Молодые учёные вышли из лифта и завернули налево. Издали было видно, как в конце коридора происходит какой-то ажиотаж, а двери кафедры обступили несколько десятков человек, стоящих плотным кругом и что-то живо обсуждающих.
– Так начинается история, Вьитииа! – едва успел произнести Джо. Толпа издали увидела выходящих из лифта молодых людей. Восклицания нарастали, а некоторые двинулись Джо и Виктору навстречу. Среди них были и однокурсники Виктора:
– Айзек, Рома, Дима, Ракель, привет, ребята. Леля, Андрей, Чанди, спасибо, что пришли! – поприветствовал всех Виктор, – здорово, Ник, и ты тут!
– Хоть ты и в высшей степени сноб, который меня бесит, я всё-таки не мог упустить этого случая. Предвкушаю ННП! – ответил сокурсник.
Из толпы раздался голос Григория Евлампиевича.
– Витя, ну ты даёшь! Зачем это? Мы же… – Григорий Евлампиевич не успел договорить мысль, так как его голос утонул в других голосах, беспорядочно выкрикивающих вопросы в адрес Виктора по мере приближения.
– Как долго вы проверяли модель?
– Вы что-то меняли в фундаментальных константах?
– Сколько весят виртуальные частицы?
– Чепуха! Докажите!
– Насколько симметрична модель?
– Вы вывели гравитон?
– Вы нашли тахион?
– ННП!
– Вы забыли про скрученные измерения!
– ННП!
– Покажите расчёты!
Ворох вопросов и нарастающий сумбур усиливался шумом пропеллеров пары-тройки мини-дронов, зависших над головой Виктора и снимающих происходящее в режиме реального времени.
– Григорий Евлампиевич, я думал это вы! – машинально произнёс Виктор, пробиваясь сквозь толпу к старшему коллеге.
– Да ты что, я сам в шоке. Сначала думал ты. Уже сердился. Думаю, зачем. Понятно, что результаты верны, но зачем настолько много шума и людей. А ещё и пресса!
– Это как раз пока не пресса, – для видимости вздохнул Виктор, – пока блогеры-энтузиасты, узнавшие о нас. Пресса будет потом… И это разлетится в мгновение.
– Да знаю, чего уж. Ладно, помоги людям спокойно войти на кафедру. Редакторы «Вестника» тоже тут, вон, там, видишь, обособленно стоят.
– Боюсь, кафедра всех не уместит, Григорий Евлампиевич, надо в синий зал. Но для этого у меня нет разрешения админ-директора.
В двух метрах из толпы выскользнул коротенький, но грузный мужчина, явно не в восторге от происходящего.
– Коллеги, спокойно! – заявил короткий мужчина приказным голосом толпе, но было видно, что его почти никто не услышал. Это и был админ-директор корпуса. Тогда мужчина обратился к Виктору и Саглуупову: – Григорий Евлампиевич, я всё понимаю, свобода в науке и прочее, но хоть заранее бы предупредили!
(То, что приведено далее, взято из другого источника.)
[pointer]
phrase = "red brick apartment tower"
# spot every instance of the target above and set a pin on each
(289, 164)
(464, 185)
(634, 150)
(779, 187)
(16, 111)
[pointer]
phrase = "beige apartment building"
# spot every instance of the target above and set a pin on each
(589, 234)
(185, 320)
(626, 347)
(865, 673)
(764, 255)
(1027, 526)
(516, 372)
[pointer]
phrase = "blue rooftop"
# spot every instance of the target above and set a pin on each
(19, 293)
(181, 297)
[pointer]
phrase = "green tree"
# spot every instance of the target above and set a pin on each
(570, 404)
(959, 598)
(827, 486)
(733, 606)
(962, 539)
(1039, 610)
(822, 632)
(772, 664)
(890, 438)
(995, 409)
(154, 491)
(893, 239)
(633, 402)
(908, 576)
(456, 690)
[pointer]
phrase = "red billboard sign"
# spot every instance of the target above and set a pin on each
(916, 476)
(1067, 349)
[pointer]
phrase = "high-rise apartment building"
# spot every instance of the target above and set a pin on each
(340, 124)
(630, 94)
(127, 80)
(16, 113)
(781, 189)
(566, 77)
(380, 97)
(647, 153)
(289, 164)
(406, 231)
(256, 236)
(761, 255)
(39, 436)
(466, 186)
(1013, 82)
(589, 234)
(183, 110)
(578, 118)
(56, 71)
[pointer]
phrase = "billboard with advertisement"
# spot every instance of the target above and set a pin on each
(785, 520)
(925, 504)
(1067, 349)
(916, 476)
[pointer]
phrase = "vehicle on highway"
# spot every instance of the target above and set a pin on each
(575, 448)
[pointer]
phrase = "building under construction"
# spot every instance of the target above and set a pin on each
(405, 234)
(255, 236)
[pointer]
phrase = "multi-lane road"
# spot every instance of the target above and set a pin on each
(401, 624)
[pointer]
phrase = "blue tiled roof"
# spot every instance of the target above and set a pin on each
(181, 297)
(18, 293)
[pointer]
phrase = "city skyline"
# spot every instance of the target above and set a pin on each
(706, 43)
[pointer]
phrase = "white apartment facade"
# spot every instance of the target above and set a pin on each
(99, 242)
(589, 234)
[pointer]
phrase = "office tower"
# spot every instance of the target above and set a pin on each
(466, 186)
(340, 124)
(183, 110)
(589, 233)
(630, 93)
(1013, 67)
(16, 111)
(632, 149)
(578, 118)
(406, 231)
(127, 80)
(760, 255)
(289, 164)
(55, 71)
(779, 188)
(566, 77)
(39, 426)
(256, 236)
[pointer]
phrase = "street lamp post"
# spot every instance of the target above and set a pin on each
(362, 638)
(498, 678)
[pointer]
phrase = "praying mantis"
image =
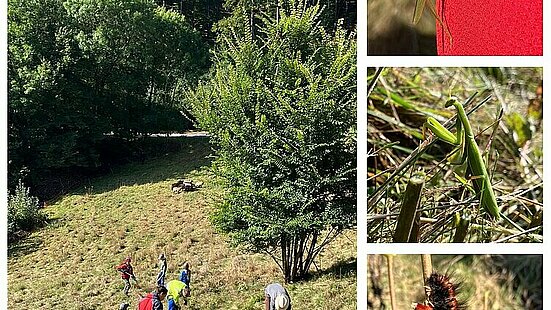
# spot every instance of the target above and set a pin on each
(464, 138)
(418, 11)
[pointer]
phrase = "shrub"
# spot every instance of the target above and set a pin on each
(23, 212)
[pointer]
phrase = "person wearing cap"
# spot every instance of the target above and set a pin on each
(126, 270)
(162, 273)
(153, 300)
(176, 290)
(185, 275)
(276, 297)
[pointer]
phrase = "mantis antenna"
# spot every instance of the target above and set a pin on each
(418, 11)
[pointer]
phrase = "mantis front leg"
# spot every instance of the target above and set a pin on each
(481, 179)
(418, 11)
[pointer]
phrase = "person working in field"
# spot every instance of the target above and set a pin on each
(185, 275)
(127, 272)
(153, 300)
(176, 290)
(276, 297)
(162, 273)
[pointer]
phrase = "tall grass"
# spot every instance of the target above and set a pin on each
(70, 263)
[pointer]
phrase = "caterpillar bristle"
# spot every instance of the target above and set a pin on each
(443, 293)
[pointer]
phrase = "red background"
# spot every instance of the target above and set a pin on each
(491, 27)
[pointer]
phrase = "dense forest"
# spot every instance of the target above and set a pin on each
(89, 81)
(94, 84)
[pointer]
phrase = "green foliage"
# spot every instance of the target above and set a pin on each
(280, 108)
(23, 212)
(81, 70)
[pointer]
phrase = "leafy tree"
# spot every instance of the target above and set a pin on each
(281, 111)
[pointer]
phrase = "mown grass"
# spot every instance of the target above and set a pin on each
(485, 284)
(70, 263)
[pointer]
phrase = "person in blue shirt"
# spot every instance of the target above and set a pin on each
(185, 275)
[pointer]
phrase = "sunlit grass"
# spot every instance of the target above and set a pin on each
(70, 264)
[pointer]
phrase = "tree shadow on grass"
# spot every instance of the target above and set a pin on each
(24, 246)
(192, 154)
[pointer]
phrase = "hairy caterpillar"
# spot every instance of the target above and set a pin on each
(442, 294)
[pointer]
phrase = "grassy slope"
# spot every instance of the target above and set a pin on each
(70, 263)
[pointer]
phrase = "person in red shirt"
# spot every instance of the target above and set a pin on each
(127, 272)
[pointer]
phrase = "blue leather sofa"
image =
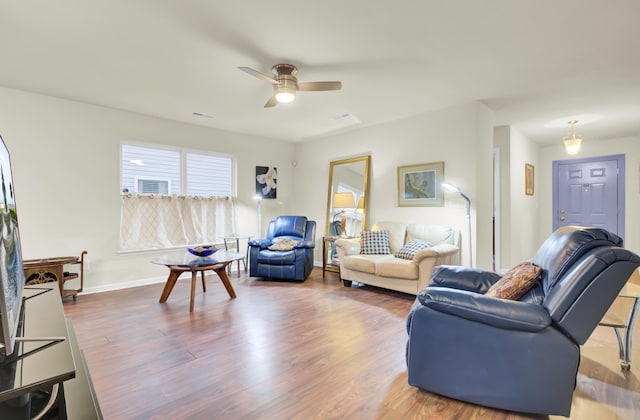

– Так я нашим на кафедру писал. Я сам, можно сказать, только что с самолета, Витя – с поезда. Мы только нашим профильным и редактуре «Вестника» сказали, остальные тут как взялись вообще, не понимаю! Мы потом думали организовать большое обсуждение, а не так вот… – Григорий Евлампиевич обвёл взглядом окружение, искренне вздохнув и недоумевая.
– Ладно, неважно уже. Ведите всех в синий зал, я распоряжусь, – сказал короткий админ-директор, но сам тут же обратился ко всем собравшимся, силясь не переходить в откровенный ор. – Коллеги, внимание! Прошу следовать за Григорием Евлампиевичем, вот он зонтом машет, в синий зал, пожалуйста, все! Не мешаем работе остальных, и так весь этаж перекрыли! Откуда дроны залетели? Уважаемые, вас приглашали? Прекратите снимать.
Толпа полуорганизованно двинулась за протянутым вверх зонтиком Григория Евлампиевича, попеременно выкрикивая вопросы, обращённые то к самому профессору, то к Виктору, который хранил молчание и был также искренне удивлён всему происходящему. Дойдя до дверей зала, админ-директор снова вынырнул из толпы и быстро набрал код. Двери открылись, и поток людей хлынул в зал. Админ-директор с укором посмотрел на Григория Евлампиевича:
– Это мне потом будут выговоры делать, не вам!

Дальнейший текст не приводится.